200g Risotto Rice
3 Cups Chicken Stock
1 Cup White Wine
1 large Onion Finely Chopped
2 Garlic Cloves
1 Tbsp Butter
1 Tbsp Olive Oil
1 Cup Grated Parmesan Cheese
2 Tbsp Finely Chopped Herbs (thyme, rosemary, oregano, sage)
150g Boursin (or similar herb cheese)
1 Cup of Breadcrumbs
Salt and Pepper
Oil for Frying
Capers and Grated Parmesan to Decorate
- Melt the Butter and Olive Oil over a low heat and add the Onion and crushed Garlic. Stir and cover with a lid for 15mins or until the Onions are clear and totally soft.
- Add the Rice and stir well.
- Turn the heat to medium/low and add the Wine and allow to bubble and absorb in.
- Then add the Stock in the same way, little by little, allowing time for it to absorb. Stir occasionally to prevent sticking.
- When the rice is aldente add the chopped herbs, parmesan cheese and season with salt and pepper. Stir till incorporated fully.
- Remove from the heat and allow to cool to handleable temperatures. (I make it the night before).
- In a bowl beat one Egg and mix it into the Risotto.
- Beat the other Egg in a bowl and place the Breadcrumbs in another bowl, tossing in the Salt and Pepper.
- Taking a Tbsp of Risotto, use the back of a spoon to flattern and shape into a well.
- Take a tsp of Boursin and place it in the well.
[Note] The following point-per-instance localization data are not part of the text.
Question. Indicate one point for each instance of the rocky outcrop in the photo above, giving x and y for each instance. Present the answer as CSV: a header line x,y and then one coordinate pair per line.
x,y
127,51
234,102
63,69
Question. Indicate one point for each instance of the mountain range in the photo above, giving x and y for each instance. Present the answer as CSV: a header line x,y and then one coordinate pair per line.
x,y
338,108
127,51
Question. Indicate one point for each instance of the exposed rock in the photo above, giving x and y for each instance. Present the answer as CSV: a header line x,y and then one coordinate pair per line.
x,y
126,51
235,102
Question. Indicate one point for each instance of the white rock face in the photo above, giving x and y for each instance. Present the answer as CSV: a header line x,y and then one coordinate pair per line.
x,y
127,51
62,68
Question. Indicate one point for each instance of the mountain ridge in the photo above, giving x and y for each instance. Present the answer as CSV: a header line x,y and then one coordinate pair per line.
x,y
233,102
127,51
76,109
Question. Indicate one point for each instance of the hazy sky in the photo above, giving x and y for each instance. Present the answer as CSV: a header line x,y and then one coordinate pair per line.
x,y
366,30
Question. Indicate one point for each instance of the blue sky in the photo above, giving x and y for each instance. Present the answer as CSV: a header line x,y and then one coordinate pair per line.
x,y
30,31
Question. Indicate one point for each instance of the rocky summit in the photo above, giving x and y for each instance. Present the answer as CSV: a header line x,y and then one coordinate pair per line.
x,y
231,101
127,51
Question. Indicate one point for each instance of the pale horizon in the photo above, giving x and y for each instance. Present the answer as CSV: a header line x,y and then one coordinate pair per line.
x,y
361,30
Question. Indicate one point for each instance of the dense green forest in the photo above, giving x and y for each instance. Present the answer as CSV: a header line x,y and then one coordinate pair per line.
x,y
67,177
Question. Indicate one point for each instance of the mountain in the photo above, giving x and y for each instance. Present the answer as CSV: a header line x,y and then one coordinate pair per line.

Then add a tsp of Risotto on top and seal it into a ball with your hands. Try and squeeze any air out of the centre (or this could cause it to pop open in the frier). See the process here!
- Roll the ball in the beaten Egg and then the Breadcrumbs and set aside for frying.
- Once you have completed all the balls, heat your Oil in a pan deep enough to cover the balls completely (or use a deep fat fryer on Medium).
- Fry each ball over a medium heat for approximately 5-10mins. Until golden brown and crispy. Serve straightaway with a sprinkle of Parmesan and a Caper on top.
You can Refrigerate them at this stage and reheat them for a party in a 200ºC oven for 10mins.